Chief Counsel Raphael Sanchez for the U.S. Immigration and Customs Enforcement (ICE) office in Seattle was arrested for stealing immigrants’ identities and then paying his bills with the stolen information.
Sanchez resigned on Monday and had his first court appearance on Thursday.
Sanchez devised a scheme to use immigrants’ identities in order to defraud financial institutions including American Express, Bank of America Citibank, Discover, and JPMorgan Chase, according to a charging document, which was entered in the U.S. District Court for the Western District of Washington.
Sanchez stole the identities of seven people in various stages of immigration proceedings to defraud credit card companies.
Prosecutors with the Justice Department’s Public Integrity Section investigated the incident. The Public Integrity Section pursues efforts to combat corruption by public officials.
In or around October 2013 to October 2017 Sanchez stole and used the identifies of seven immigrants for his own financial benefit.
The charging document contained few specifics about the allegations, but did give one example: It said that in April 2016 Sanchez stole the name, Social Security number and birth date of a Chinese national.
Sanchez then sent an email from his government account to his Yahoo account that included personal information pertaining to the Chinese national identified only as R.H. The information Sanchez sent included an image of R.H.’s U.S. permanent resident card, the biographical page of R.H.’s Chinese passport and a utility bill in R.H.’s name from Puget Sound Energy.

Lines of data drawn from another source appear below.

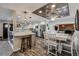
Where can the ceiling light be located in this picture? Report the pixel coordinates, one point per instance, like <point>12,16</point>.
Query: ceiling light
<point>53,5</point>
<point>40,11</point>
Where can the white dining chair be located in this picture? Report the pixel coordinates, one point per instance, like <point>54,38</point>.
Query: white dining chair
<point>69,45</point>
<point>52,42</point>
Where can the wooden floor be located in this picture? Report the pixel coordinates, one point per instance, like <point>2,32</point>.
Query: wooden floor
<point>38,50</point>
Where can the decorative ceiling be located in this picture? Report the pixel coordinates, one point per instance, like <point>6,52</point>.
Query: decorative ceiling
<point>53,10</point>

Sanchez is charged with one count of wire fraud and one count of aggravated identity theft, both are felonies.
ICE in Seattle has been at the forefront of illegal immigration. They arrested dozens of undocumented immigrants in September’s Operation Safe City, which was a four-day effort in which the administration targeted “sanctuary cities” around the country, including Seattle, where local officials do not cooperate with federal immigration enforcement.